La Región de Atacama puso en marcha su mayor apuesta histórica en turismo, tras la aprobación de un programa financiado con recursos del Fondo Nacional de Desarrollo Regional FNDR que supera los $ 4.600 millones. La iniciativa busca reactivar la industria y posicionar al territorio como un destino atractivo tanto a nivel nacional como internacional.
El plan aprobado por el Consejo Regional tendrá una duración de dos años, comenzando en 2026 hasta 2027 y marca un salto relevante frente a iniciativas anteriores, ya que el monto representa un incremento de 71,8% respecto del último programa turístico impulsado en la región.
Estrategia para atraer turistas
La estrategia se centrará principalmente en visibilidad y posicionamiento. Para ello, contempla campañas comunicacionales en medios tradicionales y digitales, generación de contenido promocional, participación en ferias nacionales e internacionales e incluso busca realizar campañas con creadores de contenido con el objetivo de instalar a Atacama en mercados estratégicos y ampliar su alcance.
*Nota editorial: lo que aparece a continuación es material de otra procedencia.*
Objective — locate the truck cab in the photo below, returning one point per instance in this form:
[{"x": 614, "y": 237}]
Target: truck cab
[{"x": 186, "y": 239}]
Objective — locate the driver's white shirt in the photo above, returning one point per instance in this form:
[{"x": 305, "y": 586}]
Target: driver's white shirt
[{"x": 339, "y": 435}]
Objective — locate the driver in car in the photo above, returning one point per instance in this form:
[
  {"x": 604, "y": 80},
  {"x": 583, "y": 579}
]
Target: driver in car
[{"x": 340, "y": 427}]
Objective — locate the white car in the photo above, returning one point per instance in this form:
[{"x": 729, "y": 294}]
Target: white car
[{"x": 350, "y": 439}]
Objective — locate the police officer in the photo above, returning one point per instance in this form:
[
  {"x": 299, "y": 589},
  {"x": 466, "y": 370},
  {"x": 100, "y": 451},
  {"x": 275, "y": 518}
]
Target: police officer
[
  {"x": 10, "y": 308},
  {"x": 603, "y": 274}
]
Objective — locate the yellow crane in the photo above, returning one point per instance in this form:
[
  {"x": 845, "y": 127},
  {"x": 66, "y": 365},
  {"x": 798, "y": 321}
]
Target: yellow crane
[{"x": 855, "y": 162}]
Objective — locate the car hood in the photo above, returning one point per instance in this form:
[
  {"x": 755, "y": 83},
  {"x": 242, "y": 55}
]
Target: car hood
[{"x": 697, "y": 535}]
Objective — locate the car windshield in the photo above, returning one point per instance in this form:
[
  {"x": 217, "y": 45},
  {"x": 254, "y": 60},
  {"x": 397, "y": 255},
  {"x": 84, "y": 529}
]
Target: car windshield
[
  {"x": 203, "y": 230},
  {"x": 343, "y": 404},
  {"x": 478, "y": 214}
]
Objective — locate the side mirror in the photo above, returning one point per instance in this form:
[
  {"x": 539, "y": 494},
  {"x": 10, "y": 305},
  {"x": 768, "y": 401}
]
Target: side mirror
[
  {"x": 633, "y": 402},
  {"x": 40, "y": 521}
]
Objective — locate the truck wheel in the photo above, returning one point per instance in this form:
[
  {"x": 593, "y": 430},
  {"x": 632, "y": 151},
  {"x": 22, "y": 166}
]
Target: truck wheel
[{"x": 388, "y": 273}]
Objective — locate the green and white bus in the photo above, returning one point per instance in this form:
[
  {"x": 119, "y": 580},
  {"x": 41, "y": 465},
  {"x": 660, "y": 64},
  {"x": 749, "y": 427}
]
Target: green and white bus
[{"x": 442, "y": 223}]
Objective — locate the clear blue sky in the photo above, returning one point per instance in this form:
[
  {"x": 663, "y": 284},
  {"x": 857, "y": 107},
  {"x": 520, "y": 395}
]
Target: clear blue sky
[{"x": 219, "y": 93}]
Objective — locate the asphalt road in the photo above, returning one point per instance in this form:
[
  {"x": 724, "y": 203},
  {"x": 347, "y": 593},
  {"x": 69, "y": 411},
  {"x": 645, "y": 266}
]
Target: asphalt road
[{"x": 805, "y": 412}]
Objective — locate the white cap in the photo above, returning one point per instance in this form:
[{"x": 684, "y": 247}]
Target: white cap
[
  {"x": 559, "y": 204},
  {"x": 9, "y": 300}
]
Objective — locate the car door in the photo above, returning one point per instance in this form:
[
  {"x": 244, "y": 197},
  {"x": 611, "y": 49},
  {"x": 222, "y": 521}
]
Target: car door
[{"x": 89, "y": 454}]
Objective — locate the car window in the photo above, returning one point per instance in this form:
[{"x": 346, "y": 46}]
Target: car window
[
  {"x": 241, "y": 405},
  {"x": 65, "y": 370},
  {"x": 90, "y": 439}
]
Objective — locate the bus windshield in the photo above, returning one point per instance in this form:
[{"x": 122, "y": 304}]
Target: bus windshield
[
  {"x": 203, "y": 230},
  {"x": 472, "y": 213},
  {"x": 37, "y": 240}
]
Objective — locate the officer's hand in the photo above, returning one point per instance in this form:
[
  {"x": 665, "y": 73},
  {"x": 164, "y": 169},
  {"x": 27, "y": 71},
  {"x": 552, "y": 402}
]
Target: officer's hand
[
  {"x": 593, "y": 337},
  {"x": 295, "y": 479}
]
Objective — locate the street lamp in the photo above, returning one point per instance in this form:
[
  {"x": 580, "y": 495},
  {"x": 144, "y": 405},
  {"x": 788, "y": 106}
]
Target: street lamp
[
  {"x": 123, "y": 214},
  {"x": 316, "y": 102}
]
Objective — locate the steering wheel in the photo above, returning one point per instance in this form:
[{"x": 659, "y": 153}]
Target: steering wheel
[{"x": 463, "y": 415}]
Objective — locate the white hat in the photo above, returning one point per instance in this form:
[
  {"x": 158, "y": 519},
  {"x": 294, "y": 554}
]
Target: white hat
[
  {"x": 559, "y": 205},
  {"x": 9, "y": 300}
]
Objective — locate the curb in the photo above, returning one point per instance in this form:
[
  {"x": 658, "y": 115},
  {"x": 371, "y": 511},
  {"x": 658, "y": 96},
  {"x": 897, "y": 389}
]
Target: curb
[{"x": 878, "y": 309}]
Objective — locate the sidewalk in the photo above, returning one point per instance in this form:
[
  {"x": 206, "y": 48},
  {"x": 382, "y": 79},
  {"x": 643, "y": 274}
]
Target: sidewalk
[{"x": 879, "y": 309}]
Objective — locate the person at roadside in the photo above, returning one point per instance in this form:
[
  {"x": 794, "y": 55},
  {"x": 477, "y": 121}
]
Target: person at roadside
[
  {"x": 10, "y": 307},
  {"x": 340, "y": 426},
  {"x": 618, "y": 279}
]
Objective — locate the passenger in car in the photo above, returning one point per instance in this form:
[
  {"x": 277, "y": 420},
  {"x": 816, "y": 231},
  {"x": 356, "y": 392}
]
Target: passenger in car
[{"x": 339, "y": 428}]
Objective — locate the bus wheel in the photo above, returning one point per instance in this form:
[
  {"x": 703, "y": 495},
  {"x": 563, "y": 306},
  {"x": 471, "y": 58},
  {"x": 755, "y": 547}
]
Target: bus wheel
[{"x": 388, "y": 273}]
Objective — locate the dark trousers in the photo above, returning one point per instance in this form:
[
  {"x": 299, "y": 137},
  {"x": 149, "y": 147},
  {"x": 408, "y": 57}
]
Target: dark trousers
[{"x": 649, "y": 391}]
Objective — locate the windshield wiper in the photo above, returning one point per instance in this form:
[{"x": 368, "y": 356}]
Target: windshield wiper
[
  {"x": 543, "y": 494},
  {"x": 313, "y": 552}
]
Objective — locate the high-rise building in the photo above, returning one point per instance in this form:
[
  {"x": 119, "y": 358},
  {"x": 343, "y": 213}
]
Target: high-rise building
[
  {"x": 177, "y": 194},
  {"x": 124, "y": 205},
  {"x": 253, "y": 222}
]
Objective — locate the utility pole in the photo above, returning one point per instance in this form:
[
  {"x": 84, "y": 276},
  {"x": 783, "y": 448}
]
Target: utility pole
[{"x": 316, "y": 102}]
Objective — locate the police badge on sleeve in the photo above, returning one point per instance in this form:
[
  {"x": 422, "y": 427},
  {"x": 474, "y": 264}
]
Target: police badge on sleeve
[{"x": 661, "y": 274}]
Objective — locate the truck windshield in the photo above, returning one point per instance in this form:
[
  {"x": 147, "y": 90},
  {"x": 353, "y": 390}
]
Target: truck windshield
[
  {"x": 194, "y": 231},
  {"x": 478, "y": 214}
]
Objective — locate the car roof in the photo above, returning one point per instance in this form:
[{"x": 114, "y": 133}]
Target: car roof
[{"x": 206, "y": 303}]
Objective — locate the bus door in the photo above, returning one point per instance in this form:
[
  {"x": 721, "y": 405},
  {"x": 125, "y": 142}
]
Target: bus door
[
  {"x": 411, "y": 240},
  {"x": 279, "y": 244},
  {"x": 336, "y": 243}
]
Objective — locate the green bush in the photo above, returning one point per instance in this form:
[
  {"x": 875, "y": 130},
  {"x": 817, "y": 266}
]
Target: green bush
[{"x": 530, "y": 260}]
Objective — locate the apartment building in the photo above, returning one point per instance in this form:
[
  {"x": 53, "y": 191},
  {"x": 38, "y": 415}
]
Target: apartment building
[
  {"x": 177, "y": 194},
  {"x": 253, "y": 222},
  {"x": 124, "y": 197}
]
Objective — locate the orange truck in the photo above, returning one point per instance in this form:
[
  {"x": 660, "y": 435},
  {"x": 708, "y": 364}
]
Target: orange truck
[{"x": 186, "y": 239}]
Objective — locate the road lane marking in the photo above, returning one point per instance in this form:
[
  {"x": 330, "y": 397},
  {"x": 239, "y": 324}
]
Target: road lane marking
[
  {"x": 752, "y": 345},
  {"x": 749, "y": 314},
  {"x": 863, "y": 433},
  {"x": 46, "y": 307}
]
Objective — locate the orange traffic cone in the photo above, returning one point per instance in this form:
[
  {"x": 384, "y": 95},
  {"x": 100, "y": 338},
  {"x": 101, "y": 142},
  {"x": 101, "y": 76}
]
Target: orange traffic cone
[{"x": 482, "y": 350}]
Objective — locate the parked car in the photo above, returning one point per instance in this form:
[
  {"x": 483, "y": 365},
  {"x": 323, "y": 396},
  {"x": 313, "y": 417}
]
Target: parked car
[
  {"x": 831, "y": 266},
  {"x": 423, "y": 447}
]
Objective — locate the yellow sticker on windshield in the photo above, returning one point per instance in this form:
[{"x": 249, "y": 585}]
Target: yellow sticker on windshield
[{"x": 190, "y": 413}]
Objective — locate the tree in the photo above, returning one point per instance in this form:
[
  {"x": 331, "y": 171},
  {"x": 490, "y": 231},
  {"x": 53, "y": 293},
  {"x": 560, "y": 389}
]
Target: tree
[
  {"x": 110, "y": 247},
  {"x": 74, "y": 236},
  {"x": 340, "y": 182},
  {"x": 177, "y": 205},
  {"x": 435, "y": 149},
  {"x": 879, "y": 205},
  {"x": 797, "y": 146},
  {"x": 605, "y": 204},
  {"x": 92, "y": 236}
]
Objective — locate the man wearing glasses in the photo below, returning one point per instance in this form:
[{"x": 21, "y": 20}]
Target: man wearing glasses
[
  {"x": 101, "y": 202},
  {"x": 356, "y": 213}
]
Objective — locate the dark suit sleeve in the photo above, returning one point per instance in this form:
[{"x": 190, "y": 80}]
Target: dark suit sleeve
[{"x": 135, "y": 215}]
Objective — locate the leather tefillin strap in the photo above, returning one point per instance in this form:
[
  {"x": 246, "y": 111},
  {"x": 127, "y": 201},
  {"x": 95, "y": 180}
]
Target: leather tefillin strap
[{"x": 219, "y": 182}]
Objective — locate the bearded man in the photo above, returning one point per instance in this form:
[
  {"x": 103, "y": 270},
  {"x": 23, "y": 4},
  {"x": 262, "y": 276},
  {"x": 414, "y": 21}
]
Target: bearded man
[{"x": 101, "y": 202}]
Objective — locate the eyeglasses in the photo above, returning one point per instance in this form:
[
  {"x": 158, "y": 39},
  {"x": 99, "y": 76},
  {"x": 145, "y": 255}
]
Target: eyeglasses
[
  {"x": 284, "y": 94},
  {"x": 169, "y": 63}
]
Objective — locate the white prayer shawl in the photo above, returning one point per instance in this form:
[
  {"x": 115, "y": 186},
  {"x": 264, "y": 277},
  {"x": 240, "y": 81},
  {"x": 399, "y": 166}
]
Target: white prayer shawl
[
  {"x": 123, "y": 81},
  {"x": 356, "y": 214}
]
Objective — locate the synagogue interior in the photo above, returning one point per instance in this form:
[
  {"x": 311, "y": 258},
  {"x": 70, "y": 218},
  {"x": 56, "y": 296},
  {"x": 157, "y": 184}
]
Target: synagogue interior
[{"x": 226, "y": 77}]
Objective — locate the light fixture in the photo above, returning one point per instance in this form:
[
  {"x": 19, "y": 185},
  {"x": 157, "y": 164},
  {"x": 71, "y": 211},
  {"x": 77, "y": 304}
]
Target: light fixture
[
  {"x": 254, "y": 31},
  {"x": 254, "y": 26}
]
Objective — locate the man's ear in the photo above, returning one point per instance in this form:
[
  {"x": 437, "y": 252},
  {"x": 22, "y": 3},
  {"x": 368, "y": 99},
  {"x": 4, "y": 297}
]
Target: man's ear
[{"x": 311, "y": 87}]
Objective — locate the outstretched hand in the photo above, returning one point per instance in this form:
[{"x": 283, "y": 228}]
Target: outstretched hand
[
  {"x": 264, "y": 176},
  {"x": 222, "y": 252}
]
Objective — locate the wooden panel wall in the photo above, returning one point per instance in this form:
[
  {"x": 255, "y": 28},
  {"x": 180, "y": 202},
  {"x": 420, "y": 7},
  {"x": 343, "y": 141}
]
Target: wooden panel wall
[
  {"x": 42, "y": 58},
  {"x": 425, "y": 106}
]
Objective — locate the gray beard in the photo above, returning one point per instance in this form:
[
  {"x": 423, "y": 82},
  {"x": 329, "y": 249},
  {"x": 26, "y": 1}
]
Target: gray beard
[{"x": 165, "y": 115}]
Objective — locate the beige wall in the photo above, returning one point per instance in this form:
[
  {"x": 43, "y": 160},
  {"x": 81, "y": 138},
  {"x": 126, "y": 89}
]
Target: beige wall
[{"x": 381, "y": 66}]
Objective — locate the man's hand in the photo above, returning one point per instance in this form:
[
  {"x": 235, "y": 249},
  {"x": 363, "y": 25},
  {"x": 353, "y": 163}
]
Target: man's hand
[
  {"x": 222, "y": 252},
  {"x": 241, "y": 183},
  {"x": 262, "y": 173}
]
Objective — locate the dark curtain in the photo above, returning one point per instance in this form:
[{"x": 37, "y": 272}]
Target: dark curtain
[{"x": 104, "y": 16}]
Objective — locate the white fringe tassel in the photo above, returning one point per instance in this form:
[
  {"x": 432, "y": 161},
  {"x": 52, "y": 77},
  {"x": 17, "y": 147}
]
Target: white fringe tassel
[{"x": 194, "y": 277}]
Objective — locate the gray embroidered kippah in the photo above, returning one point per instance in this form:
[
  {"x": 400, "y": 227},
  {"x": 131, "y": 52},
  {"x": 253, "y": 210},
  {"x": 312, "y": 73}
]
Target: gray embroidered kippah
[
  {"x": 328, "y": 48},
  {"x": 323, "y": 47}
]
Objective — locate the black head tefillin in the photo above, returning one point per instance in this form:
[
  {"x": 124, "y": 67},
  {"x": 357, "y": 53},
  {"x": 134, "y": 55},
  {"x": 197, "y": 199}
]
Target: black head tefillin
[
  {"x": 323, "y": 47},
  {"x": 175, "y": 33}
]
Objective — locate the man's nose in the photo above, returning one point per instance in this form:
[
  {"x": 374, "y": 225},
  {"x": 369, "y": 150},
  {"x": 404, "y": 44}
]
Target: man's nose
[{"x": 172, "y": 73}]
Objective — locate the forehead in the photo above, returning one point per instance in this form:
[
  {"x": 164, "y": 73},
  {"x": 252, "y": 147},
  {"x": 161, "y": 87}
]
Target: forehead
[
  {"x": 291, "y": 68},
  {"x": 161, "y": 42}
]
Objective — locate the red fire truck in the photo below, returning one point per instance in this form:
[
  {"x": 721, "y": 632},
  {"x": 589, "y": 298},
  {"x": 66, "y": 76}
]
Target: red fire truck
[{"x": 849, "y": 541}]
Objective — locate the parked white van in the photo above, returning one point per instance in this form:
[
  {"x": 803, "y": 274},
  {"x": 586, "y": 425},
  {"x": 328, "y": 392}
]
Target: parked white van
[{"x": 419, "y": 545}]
A diferencia de planes anteriores, el programa también incorpora un componente directo de fortalecimiento de la industria local. Se incluyen capacitaciones y certificaciones para prestadores de servicios turísticos, orientadas a mejorar estándares de calidad y elevar la competitividad del sector en el mediano plazo.
La cartera de iniciativas se desplegará en comunas como Copiapó, Caldera, Bahía Inglesa, Vallenar y Chañaral, entre otras, combinando promoción, desarrollo de oferta y apoyo a comerciantes locales. Con ello, el Gobierno busca articular mejor el ecosistema turístico regional, donde conviven emprendimientos y servicios varios.
Potenciar atractivos de la región
El foco está en potenciar atractivos ya consolidados de la región, como las playas de Bahía Inglesa, el Parque Nacional Pan de Azúcar, el Desierto de Atacama -especialmente durante el fenómeno del desierto florido- y los valles interiores, que han ido ganando espacio en la oferta turística.
El foco apunta a diversificar la economía de Atacama, históricamente concentrada en actividades mineras y abrir espacio a sectores que generen empleo y movimiento local. En ese escenario, el desafío no es sólo atraer más turistas, sino mantener ese flujo en el tiempo, extendiendo la temporada alta y consolidando una oferta que funcione durante todo el año.